Encore un très bon exemple : ici les pousseurs de disques de ta discothèque favorite veulent sonner comme une sorte de Nick Cave funk. Très belle construction, chaque élément est à sa place, tout sonne extraordinairement juste et la production est majestueuse : sorti dans l’indifférence générale, c’est un des tout meilleur remix d’Il Est Vilaine. Il faut savoir que ces mecs débarquent sur scène avec des vestes en jean sans manches siglées de leurs noms. Ce n’est pas anodin.

Dollkraut – Have I Told You (Borusiade remix) 

On s’éloigne du sujet ? On s’en tape du sujet, on s’en tape de Frank Zappa. On lui nique sa mère, le gars a passé sa vie à sortir des centaines de disques merdiques. Par contre Dollkraut – encore un magicien allemand – fait un début de carrière sans fautes, lui. A mi-chemin entre l’EBM cuir et le coupé-décalé futuriste. « La meilleure façon de prévoir le futur, c’est de l’inventer » : cette phrase n’est pas de moi mais de l’agent Mulder dans un épisode de X-Files.

Dollkraut – Lezdom 

Quelque chose me dit que parler de Frank Zappa en introduction n’était qu’un prétexte perfide pour vous vendre des disques de new wave sataniques gorgés du sang sacrificiel de George Michael. Tout à fait, on n’attrape pas les mouches avec du vinaigre.

Snapped Ankles – CIA Man (NSA Man Violation)

Le rock est votre vice ? La boucle est bouclée : ici une reprise des mythique The Fugs, ce groupe contestataire des 60’s qualifié par le FBI de « vulgaire et répugnant ». Les nouveaux punks anglais de Snapped Ankles adaptent ce morceau en NSA Man. C’est quand même plus drôle que les opéras parodiques de Frank Zappa, non ? Petit détail : les Snapped Ankles se produisent sur scène avec des costumes d’hommes des cavernes en peau de bêtes sauvages. Et bientôt à Paris, me dit-on.

Uncanny Valley – Chain Store 

Bizarrement, j’entends du Frank Zappa dans ce morceau. En fait j’entends du Frank Zappa partout, je pense, vu que c’est la thématique bancale de ce papier. C’est le premier maxi de ces jeunes Londoniens, l’album arrive bientôt et c’est assez foudroyant de maîtrise.
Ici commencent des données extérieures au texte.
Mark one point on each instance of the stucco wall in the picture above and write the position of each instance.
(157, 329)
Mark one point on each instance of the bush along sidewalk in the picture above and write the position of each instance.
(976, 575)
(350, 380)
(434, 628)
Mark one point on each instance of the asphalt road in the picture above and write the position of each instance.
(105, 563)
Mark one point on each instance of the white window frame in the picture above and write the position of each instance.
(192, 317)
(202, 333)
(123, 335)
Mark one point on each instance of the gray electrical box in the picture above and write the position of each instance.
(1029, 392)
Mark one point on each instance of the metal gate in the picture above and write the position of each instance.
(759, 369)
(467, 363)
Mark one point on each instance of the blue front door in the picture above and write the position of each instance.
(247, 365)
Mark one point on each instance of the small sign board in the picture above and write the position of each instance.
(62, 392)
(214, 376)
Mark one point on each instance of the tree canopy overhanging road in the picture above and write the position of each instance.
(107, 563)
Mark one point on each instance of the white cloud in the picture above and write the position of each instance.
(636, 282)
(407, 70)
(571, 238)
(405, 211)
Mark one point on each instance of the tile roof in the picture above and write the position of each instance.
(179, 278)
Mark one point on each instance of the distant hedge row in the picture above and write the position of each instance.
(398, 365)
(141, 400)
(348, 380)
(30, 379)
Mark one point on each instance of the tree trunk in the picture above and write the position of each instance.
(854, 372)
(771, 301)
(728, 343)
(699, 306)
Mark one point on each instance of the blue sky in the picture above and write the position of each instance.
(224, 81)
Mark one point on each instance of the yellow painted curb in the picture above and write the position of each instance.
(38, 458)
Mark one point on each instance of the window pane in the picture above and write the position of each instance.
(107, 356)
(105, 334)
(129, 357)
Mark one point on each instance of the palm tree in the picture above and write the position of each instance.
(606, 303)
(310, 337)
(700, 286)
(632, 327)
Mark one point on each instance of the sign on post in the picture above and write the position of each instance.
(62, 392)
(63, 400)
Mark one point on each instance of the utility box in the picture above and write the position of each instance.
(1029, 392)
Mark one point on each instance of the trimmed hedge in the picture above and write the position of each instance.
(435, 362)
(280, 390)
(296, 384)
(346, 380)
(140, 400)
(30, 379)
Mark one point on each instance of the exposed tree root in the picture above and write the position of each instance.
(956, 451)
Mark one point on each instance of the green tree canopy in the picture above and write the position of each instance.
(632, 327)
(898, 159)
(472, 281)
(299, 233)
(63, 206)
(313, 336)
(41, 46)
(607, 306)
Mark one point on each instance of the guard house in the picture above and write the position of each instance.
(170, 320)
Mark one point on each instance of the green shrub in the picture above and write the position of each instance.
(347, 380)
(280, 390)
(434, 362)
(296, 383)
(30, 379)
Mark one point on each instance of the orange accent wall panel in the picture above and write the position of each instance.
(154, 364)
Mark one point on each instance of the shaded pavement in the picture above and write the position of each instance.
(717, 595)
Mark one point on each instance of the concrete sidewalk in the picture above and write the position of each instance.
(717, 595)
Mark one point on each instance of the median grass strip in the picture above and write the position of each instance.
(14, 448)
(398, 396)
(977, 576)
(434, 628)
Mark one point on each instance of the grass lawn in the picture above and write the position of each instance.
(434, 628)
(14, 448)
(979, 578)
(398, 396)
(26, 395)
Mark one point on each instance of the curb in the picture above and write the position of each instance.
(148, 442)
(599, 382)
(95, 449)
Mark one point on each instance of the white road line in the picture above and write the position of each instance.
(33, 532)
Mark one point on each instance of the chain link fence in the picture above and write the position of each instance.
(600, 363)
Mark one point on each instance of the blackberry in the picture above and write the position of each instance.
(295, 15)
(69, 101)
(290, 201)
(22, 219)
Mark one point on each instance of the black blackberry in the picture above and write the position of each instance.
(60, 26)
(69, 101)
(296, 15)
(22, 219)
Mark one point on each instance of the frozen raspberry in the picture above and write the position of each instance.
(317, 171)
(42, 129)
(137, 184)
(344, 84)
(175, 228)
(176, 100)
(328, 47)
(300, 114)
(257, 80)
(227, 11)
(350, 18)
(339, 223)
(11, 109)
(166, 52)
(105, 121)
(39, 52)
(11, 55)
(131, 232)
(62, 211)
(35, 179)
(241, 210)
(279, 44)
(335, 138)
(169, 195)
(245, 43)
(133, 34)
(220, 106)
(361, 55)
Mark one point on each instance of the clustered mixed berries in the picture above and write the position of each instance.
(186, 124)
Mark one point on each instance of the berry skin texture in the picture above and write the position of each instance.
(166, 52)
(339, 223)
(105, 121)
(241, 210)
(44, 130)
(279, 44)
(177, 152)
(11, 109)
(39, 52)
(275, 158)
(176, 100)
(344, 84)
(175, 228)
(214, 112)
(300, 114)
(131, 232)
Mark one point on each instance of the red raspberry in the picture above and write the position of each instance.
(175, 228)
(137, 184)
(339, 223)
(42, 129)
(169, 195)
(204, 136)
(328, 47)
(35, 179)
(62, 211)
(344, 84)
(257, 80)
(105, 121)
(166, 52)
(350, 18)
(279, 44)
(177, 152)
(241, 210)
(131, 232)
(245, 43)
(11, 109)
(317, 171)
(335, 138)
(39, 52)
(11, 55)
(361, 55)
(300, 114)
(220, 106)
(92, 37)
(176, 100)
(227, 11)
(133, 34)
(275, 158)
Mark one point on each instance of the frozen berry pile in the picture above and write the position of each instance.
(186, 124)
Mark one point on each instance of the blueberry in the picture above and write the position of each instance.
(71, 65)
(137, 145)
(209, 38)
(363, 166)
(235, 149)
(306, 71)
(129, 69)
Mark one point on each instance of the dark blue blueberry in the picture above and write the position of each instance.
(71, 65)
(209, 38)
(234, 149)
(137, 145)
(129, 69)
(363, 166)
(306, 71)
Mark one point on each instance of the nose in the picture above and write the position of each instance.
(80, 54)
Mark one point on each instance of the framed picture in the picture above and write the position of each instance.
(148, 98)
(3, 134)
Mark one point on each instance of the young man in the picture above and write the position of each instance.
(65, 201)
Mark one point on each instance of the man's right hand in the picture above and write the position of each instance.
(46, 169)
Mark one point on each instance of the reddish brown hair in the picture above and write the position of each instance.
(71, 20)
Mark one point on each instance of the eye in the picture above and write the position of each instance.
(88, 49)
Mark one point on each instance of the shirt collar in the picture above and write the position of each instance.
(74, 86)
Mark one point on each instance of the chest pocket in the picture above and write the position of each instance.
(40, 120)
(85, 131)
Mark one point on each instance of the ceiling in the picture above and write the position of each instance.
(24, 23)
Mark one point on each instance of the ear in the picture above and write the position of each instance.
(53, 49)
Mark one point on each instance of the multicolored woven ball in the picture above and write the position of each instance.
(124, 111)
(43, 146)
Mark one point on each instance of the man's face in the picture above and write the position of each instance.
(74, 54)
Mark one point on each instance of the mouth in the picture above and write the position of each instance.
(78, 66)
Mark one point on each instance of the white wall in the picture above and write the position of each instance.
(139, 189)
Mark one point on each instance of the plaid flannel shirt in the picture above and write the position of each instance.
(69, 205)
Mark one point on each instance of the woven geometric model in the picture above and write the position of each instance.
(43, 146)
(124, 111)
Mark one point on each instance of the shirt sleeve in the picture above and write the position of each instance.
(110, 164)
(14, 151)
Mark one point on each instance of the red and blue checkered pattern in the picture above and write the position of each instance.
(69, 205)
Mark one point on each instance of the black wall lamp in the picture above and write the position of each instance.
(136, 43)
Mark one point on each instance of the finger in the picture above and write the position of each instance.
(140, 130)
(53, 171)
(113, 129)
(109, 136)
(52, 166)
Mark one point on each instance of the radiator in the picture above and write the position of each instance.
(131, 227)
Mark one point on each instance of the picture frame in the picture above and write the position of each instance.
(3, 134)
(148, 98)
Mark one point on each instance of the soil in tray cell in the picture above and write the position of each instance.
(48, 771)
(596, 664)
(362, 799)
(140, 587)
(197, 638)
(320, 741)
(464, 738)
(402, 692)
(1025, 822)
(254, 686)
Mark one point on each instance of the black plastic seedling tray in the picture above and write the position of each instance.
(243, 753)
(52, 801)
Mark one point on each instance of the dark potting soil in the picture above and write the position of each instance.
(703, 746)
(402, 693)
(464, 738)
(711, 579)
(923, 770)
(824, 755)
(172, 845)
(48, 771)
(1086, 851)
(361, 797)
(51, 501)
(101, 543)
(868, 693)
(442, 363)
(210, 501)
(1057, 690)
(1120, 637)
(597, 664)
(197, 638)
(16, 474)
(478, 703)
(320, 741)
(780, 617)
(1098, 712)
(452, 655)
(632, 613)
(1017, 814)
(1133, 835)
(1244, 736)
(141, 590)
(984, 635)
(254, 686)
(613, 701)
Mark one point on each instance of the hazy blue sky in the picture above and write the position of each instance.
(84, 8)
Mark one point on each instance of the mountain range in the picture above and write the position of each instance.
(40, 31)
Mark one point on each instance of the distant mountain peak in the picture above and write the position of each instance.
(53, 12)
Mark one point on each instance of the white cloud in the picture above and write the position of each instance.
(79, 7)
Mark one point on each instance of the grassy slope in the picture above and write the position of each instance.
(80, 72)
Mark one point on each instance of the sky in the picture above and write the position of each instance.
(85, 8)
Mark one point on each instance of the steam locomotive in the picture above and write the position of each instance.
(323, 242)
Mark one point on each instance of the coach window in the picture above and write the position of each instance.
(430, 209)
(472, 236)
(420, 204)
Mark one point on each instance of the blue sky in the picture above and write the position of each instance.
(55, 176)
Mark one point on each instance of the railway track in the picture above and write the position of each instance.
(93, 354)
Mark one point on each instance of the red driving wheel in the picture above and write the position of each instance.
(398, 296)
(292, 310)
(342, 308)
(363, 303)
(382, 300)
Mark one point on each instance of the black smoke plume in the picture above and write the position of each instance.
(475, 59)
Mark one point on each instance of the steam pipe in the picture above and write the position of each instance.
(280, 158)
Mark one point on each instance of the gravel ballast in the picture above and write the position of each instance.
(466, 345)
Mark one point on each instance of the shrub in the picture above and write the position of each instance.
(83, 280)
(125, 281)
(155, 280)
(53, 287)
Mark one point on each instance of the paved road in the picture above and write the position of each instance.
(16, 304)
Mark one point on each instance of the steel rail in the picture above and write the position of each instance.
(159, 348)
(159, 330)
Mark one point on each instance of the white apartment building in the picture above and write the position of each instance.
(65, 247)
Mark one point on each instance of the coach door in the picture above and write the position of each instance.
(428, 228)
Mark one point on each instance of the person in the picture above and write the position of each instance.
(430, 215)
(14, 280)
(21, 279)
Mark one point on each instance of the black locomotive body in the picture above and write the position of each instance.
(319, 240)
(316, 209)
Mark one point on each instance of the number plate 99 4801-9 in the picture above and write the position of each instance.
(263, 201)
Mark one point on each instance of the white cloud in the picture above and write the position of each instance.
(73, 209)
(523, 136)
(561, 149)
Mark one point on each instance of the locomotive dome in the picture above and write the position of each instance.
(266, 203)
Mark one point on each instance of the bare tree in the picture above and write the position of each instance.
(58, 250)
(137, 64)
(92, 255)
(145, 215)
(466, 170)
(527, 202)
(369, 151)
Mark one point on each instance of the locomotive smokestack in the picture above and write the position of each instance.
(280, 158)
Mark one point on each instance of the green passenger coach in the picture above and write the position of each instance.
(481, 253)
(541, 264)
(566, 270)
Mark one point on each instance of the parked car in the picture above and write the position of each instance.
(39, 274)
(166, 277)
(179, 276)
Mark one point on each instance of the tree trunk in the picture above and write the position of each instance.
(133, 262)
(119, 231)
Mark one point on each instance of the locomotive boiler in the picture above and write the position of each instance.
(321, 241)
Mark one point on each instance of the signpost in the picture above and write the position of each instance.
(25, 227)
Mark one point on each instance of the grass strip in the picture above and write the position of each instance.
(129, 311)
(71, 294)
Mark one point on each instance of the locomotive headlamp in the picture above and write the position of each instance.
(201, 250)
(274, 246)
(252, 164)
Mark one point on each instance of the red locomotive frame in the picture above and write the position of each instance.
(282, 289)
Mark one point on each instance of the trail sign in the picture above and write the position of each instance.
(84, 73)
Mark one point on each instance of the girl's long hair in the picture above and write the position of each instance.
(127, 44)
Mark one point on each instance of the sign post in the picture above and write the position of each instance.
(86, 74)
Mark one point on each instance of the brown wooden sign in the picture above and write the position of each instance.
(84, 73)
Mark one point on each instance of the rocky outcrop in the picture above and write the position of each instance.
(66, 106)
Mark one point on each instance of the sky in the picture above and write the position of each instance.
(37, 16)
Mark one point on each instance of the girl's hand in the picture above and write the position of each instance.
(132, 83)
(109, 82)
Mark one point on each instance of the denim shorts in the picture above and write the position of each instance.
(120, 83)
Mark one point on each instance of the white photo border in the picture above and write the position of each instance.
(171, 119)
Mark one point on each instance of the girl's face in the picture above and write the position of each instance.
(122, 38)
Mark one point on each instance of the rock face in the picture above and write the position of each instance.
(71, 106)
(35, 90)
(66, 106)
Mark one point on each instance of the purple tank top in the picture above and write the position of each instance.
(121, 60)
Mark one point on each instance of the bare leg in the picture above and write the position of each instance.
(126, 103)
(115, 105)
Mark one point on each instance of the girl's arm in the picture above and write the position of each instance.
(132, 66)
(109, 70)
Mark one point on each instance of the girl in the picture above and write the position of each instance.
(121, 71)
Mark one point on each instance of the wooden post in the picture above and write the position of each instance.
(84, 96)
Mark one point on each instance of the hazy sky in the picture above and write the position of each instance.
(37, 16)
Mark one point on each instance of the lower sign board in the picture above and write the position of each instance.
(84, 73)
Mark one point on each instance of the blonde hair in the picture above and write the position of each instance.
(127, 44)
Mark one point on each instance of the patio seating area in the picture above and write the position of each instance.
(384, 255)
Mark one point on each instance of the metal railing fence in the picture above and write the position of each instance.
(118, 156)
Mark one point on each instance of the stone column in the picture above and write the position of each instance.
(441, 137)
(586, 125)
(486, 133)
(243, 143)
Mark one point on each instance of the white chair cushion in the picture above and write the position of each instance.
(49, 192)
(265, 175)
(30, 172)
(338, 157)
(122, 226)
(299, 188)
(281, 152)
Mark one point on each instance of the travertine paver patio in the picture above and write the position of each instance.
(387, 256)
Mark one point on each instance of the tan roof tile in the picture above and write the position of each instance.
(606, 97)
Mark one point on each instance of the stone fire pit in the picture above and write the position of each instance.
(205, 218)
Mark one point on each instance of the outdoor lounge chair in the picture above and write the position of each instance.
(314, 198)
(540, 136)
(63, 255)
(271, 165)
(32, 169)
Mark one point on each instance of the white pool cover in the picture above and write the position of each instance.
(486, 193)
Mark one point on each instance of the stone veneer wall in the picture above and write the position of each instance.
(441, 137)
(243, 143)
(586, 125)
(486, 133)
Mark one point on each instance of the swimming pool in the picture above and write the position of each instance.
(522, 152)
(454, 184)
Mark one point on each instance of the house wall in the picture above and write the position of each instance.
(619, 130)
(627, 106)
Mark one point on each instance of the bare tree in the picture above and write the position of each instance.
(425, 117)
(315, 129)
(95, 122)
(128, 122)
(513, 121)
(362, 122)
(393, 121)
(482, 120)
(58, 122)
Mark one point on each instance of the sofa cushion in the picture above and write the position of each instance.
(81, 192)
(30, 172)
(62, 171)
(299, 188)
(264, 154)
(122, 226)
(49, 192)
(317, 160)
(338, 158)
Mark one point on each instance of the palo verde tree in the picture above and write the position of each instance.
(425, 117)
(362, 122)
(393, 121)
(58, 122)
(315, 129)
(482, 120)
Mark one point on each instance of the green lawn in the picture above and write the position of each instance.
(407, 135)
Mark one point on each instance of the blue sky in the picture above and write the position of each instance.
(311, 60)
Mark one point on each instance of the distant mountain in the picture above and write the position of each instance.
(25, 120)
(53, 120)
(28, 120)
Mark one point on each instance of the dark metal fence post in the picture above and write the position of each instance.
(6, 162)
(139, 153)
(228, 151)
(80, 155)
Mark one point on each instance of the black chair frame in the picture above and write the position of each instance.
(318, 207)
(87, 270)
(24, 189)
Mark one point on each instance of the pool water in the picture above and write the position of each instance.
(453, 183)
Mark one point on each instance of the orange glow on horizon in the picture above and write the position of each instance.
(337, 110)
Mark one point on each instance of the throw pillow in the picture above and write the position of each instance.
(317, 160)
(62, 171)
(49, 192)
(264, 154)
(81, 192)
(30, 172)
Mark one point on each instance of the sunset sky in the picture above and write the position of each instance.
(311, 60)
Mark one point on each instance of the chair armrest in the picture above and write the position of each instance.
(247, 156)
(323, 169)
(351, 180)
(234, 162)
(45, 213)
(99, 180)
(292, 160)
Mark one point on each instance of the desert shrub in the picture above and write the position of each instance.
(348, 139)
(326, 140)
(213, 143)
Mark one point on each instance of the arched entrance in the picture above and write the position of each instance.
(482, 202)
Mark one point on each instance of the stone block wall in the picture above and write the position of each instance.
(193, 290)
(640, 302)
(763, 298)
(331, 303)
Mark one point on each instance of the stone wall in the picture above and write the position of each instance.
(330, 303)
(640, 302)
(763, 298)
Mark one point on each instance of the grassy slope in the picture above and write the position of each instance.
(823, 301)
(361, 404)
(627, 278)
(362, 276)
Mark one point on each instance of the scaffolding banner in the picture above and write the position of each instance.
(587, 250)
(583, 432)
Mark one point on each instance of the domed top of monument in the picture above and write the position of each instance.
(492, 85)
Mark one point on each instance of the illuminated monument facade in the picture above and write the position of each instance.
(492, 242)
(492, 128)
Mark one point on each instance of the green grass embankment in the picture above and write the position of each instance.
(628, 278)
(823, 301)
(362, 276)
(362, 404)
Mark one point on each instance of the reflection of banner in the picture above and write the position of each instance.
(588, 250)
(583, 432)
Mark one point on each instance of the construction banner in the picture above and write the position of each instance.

J’aime comment ils arrivent à glisser une phrase du poète anglais Frank O’Hara : « Having a Coke with you ». Très classe et sans moustache.

Superpitcher – Golden Ravedays 12 

On finit en toute simplicité : Durant l’année 2017 et 2018, l’allemand Aksel Schaufler aka Superpitcher a sorti un projet de 12 putain de maxis remplis de morceaux de 14 minutes chacun. Ce qui fait – j’ai compté – environ 340 minutes, soit près de cinq heures et demie ! Ce n’est pas Frank Zappa comme attitude, ça ? Personne n’a apprécié ces volumes de ‘Golden Ravedays’ à leur juste valeur tout simplement car plus personne n’a le temps. Exactement comme plus personne n’a le temps de s’écouter du Frank Zappa en 2019. Mais chapeau bas à Superpitcher pour la performance et ces morceaux dingos de Kraut-dub hypnotiques hyper drogués comme ce Punky Reggae Party.

Sinon, vous n’avez pas eu l’impression de vous être fait arnaquer ?

14 commentaires

  1. a trois tu piles c nül, va a l’ecole du verbe! tiens une : un groupe de filles qui crient sur un 45t @ 11boules c bien, mais c quand même mieux deradiqué ben _belllllla llllla-

  2. Bon on va pas faire un débat sur la pertinence de l’article, vu qu’il n’y en a pas….

    Juste à rappeler que Zappa n’est pas qu’un musicien expérimental.
    Il y a une dimension critique de la société américaine qui circule dans tout son travail.
    Ainsi que de l’humour et de la dérision.
    Mais ça n’a pas l’air de concerner l’auteur de l’article.
    C’est n’est pas la première fois que ce demi stagiaire de la pige utilise le grand écart pour nous faire écouter ses découvertes à deux balles.
    Continue mon brave tu es sur la bonne voie.